Euthanasie : douze militants d’Ultime Liberté jugés à Paris

Paris. Douze adhérents de l’association Ultime Liberté, âgés de 74 à 89 ans, comparaissent devant le tribunal correctionnel de Paris pour avoir, entre août 2018 et novembre 2020, aidé des dizaines de personnes à se procurer du pentobarbital sur internet, un barbiturique utilisé comme euthanasiant en médecine vétérinaire et employé pour des suicides assistés dans certains pays.

Les faits reprochés

Les prévenus, majoritairement des enseignants retraités au casier judiciaire vierge, sont poursuivis pour des délits relevant de la législation sur le trafic de substances illicites. Selon l’information judiciaire, ils auraient renseigné des personnes souhaitant mettre fin à leurs jours sur la manière d’acheter du pentobarbital via des filières en ligne et, dans certains cas, assisté ces personnes dans le processus.

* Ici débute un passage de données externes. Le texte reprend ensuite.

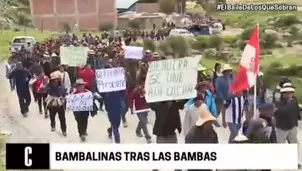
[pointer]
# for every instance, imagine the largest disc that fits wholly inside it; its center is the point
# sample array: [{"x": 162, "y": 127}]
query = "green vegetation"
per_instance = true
[{"x": 1, "y": 149}]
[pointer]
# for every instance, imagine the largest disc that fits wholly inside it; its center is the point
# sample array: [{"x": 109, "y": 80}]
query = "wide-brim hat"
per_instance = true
[
  {"x": 91, "y": 52},
  {"x": 156, "y": 55},
  {"x": 80, "y": 82},
  {"x": 240, "y": 138},
  {"x": 46, "y": 54},
  {"x": 287, "y": 88},
  {"x": 260, "y": 74},
  {"x": 204, "y": 115},
  {"x": 226, "y": 67},
  {"x": 201, "y": 68},
  {"x": 55, "y": 75}
]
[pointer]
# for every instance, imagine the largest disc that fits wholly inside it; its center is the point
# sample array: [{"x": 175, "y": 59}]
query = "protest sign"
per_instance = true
[
  {"x": 79, "y": 102},
  {"x": 172, "y": 79},
  {"x": 112, "y": 79},
  {"x": 73, "y": 56},
  {"x": 133, "y": 52}
]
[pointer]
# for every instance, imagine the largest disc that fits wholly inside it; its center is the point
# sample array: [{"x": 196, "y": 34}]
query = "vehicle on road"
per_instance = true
[
  {"x": 182, "y": 32},
  {"x": 19, "y": 41}
]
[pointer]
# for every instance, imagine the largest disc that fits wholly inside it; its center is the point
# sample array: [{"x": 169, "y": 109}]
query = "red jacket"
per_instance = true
[
  {"x": 138, "y": 100},
  {"x": 88, "y": 76},
  {"x": 37, "y": 84}
]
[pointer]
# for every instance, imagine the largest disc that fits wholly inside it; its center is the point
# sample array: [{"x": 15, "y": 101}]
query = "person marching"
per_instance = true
[
  {"x": 141, "y": 107},
  {"x": 41, "y": 94},
  {"x": 55, "y": 101},
  {"x": 22, "y": 76},
  {"x": 113, "y": 106},
  {"x": 65, "y": 78},
  {"x": 81, "y": 117}
]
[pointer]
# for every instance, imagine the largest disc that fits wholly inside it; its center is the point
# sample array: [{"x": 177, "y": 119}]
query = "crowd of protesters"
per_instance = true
[{"x": 38, "y": 73}]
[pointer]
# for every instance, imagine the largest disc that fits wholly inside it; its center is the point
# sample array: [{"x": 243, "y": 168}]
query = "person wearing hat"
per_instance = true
[
  {"x": 55, "y": 101},
  {"x": 201, "y": 73},
  {"x": 222, "y": 87},
  {"x": 81, "y": 117},
  {"x": 216, "y": 72},
  {"x": 88, "y": 75},
  {"x": 276, "y": 92},
  {"x": 266, "y": 120},
  {"x": 234, "y": 114},
  {"x": 139, "y": 101},
  {"x": 147, "y": 56},
  {"x": 65, "y": 78},
  {"x": 204, "y": 96},
  {"x": 40, "y": 94},
  {"x": 202, "y": 132},
  {"x": 287, "y": 115},
  {"x": 22, "y": 77}
]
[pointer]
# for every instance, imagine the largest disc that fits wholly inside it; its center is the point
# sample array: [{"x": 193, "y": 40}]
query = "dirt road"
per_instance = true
[{"x": 35, "y": 128}]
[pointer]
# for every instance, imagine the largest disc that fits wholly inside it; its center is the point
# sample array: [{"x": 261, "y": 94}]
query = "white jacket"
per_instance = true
[{"x": 66, "y": 81}]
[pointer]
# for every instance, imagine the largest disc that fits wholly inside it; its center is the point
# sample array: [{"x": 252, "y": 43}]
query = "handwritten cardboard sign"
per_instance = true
[
  {"x": 171, "y": 79},
  {"x": 79, "y": 102},
  {"x": 73, "y": 56},
  {"x": 112, "y": 79},
  {"x": 133, "y": 52}
]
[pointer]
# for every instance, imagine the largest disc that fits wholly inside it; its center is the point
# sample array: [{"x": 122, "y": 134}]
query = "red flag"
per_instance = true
[{"x": 249, "y": 65}]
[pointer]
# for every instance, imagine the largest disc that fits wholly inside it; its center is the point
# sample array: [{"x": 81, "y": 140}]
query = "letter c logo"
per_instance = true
[{"x": 27, "y": 152}]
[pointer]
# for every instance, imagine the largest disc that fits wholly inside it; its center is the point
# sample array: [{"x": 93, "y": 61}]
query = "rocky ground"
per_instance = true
[{"x": 35, "y": 128}]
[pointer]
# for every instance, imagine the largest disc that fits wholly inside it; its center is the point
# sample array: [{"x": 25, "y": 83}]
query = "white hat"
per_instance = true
[
  {"x": 226, "y": 67},
  {"x": 91, "y": 52},
  {"x": 240, "y": 137},
  {"x": 260, "y": 74},
  {"x": 201, "y": 68},
  {"x": 54, "y": 55},
  {"x": 204, "y": 115},
  {"x": 287, "y": 87},
  {"x": 155, "y": 55},
  {"x": 46, "y": 54}
]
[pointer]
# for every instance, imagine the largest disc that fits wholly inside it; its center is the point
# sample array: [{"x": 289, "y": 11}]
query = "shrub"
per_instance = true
[
  {"x": 66, "y": 27},
  {"x": 164, "y": 48},
  {"x": 215, "y": 42},
  {"x": 203, "y": 42},
  {"x": 245, "y": 35},
  {"x": 229, "y": 39},
  {"x": 241, "y": 44},
  {"x": 287, "y": 20},
  {"x": 266, "y": 52},
  {"x": 269, "y": 40},
  {"x": 167, "y": 6},
  {"x": 179, "y": 45}
]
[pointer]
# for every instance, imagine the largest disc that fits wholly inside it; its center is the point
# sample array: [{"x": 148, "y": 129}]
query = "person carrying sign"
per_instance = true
[
  {"x": 55, "y": 101},
  {"x": 141, "y": 107},
  {"x": 81, "y": 117},
  {"x": 41, "y": 94}
]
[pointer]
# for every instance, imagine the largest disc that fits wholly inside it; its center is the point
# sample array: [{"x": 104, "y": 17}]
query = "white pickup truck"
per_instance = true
[{"x": 19, "y": 41}]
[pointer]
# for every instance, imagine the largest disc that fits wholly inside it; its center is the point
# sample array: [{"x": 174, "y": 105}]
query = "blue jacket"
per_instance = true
[
  {"x": 209, "y": 101},
  {"x": 222, "y": 86}
]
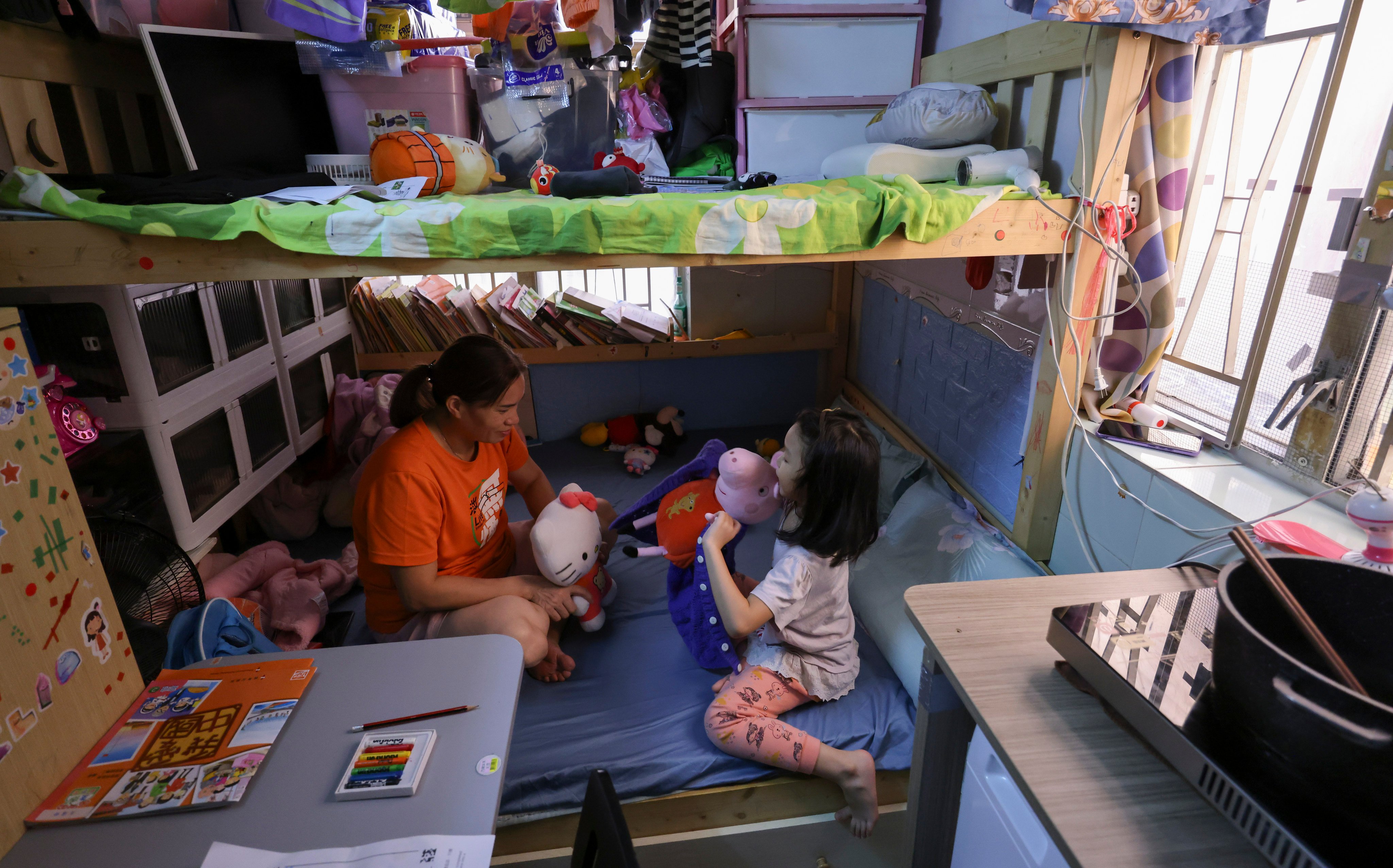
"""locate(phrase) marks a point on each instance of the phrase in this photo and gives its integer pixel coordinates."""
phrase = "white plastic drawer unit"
(831, 56)
(996, 827)
(144, 353)
(793, 143)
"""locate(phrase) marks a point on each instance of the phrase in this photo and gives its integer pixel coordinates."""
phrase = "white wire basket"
(342, 168)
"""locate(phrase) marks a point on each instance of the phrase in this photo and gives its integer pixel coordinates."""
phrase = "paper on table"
(435, 850)
(402, 189)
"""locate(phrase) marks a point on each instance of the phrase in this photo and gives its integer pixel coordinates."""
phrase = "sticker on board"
(66, 665)
(94, 632)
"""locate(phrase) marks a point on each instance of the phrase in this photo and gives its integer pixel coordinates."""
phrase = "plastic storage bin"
(144, 353)
(996, 827)
(517, 132)
(307, 380)
(434, 93)
(829, 57)
(214, 456)
(793, 143)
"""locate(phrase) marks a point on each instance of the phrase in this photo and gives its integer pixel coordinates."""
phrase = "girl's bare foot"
(555, 667)
(854, 772)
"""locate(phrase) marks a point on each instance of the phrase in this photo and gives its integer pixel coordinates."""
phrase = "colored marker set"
(388, 764)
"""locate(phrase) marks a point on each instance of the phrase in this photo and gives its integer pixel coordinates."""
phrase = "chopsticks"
(1296, 611)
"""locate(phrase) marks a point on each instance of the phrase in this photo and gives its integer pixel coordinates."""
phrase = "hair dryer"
(1020, 166)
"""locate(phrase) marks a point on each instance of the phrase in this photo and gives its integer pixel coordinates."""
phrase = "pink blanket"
(295, 594)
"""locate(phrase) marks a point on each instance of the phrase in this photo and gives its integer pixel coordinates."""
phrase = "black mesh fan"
(152, 580)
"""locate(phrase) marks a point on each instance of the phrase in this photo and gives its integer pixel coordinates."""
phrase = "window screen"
(207, 463)
(176, 336)
(265, 423)
(239, 307)
(307, 385)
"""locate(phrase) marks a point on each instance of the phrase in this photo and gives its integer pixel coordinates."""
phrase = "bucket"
(432, 95)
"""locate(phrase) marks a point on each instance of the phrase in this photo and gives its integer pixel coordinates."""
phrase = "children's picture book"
(193, 739)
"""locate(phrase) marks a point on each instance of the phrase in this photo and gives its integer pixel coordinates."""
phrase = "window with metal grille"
(1268, 232)
(176, 336)
(240, 311)
(295, 304)
(207, 462)
(264, 418)
(307, 386)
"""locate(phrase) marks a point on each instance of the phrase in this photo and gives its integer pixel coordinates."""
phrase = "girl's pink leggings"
(743, 721)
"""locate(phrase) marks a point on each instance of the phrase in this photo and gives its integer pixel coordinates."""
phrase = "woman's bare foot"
(854, 772)
(555, 667)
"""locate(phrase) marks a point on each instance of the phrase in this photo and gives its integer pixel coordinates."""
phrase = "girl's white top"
(813, 634)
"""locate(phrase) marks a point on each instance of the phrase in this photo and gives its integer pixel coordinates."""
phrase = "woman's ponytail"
(477, 368)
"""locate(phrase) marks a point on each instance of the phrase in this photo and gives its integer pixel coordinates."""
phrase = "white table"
(290, 804)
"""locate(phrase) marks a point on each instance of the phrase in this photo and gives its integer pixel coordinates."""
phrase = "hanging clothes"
(680, 33)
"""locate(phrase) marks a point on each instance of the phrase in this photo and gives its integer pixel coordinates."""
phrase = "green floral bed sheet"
(792, 219)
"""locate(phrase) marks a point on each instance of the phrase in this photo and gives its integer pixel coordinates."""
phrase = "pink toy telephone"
(566, 540)
(71, 421)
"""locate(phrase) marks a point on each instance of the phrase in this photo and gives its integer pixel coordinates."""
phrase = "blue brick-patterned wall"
(964, 395)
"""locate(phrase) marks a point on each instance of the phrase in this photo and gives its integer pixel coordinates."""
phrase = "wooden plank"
(1042, 105)
(24, 102)
(711, 808)
(626, 353)
(52, 577)
(1122, 65)
(1042, 47)
(1101, 795)
(94, 136)
(30, 52)
(51, 253)
(1005, 105)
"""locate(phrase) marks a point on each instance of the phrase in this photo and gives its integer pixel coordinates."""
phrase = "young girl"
(799, 619)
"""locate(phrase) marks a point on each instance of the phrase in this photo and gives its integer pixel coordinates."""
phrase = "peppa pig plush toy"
(566, 540)
(672, 519)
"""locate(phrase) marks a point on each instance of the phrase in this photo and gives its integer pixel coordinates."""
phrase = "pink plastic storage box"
(434, 93)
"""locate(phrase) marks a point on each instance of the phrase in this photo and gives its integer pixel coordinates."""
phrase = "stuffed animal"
(673, 516)
(619, 158)
(639, 460)
(662, 431)
(566, 540)
(744, 485)
(452, 164)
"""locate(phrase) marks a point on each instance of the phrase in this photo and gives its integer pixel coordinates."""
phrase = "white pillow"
(935, 115)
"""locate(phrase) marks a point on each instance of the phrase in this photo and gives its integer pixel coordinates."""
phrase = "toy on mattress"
(672, 519)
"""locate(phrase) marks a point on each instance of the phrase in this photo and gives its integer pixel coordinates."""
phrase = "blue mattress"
(634, 705)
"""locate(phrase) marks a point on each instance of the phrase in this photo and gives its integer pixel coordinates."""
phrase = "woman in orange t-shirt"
(438, 556)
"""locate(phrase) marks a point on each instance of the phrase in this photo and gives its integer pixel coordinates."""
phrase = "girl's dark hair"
(840, 485)
(477, 368)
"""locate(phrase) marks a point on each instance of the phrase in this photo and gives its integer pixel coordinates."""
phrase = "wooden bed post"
(1121, 67)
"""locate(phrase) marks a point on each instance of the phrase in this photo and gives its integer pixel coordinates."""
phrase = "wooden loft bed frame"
(61, 253)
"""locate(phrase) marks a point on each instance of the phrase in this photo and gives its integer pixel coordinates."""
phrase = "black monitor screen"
(243, 104)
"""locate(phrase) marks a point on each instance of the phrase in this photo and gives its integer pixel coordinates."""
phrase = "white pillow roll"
(935, 115)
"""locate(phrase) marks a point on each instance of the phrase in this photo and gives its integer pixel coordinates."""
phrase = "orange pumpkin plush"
(409, 154)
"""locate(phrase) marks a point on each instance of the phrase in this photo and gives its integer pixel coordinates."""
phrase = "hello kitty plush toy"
(566, 540)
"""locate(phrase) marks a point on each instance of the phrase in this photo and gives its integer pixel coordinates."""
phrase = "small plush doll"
(662, 431)
(639, 460)
(619, 158)
(672, 519)
(566, 540)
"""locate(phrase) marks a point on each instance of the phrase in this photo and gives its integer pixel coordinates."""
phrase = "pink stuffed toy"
(566, 540)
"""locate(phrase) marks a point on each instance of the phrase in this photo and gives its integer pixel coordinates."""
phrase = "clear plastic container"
(520, 132)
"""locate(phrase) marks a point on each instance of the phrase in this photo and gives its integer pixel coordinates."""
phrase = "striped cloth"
(680, 33)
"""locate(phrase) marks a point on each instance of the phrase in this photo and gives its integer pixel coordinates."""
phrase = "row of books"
(393, 317)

Le produit, expédié à l’époque depuis le Mexique sous une étiquette neutre « Natural Cosmetics », se présentait en flacons bruns au bouchon bleu. Les autorités américaines ont signalé la filière à l’été 2019, ce qui a déclenché une enquête internationale et une centaine de perquisitions menées en France en octobre 2019.

Un profil des acquéreurs

La liste d’acheteurs retrouvée par les enquêteurs révèle que la majorité des acquéreurs étaient des personnes âgées ou gravement malades, issues souvent de professions intellectuelles. Une trentaine d’entre eux étaient déjà décédés au moment des investigations. Les magistrats notent toutefois que certains cas apparaissaient dissociés d’une pathologie lourde ou du grand âge.

Une action militante et controversée

Ultime Liberté, née d’une scission d’avec l’Association pour le droit à mourir dans la dignité (ADMD), se présente comme un mouvement militant réclamant la liberté individuelle de disposer de son corps, y compris le droit à un suicide assisté « serein » pour des personnes qui ne sont pas nécessairement en fin de vie mais qui prennent une décision réfléchie.

Claude Hury, présidente d’Ultime Liberté et prévenue centrale, a déclaré que l’objectif de l’association n’était pas de pousser au suicide mais d’offrir la possibilité de décider du moment de sa mort, hors du « diktat médical ».

Procès et enjeux

Le procès, qui doit se prolonger jusqu’au 9 octobre, constituera selon la défense « une occasion de sensibiliser l’opinion publique aux problématiques de la fin de vie », a indiqué Me Arnaud Lévy-Soussan, avocat d’une partie des prévenus. Plusieurs personnalités et spécialistes de la bioéthique, dont le philosophe André Comte-Sponville, l’ancien député Jean-Louis Touraine et la médecin Véronique Fournier, sont attendus à la barre pour éclairer les enjeux éthiques et juridiques liés à la fin de vie.

Les juges devront trancher entre la liberté revendiquée par les militants et le cadre légal français qui encadre strictement la vente et la détention de substances potentiellement létales.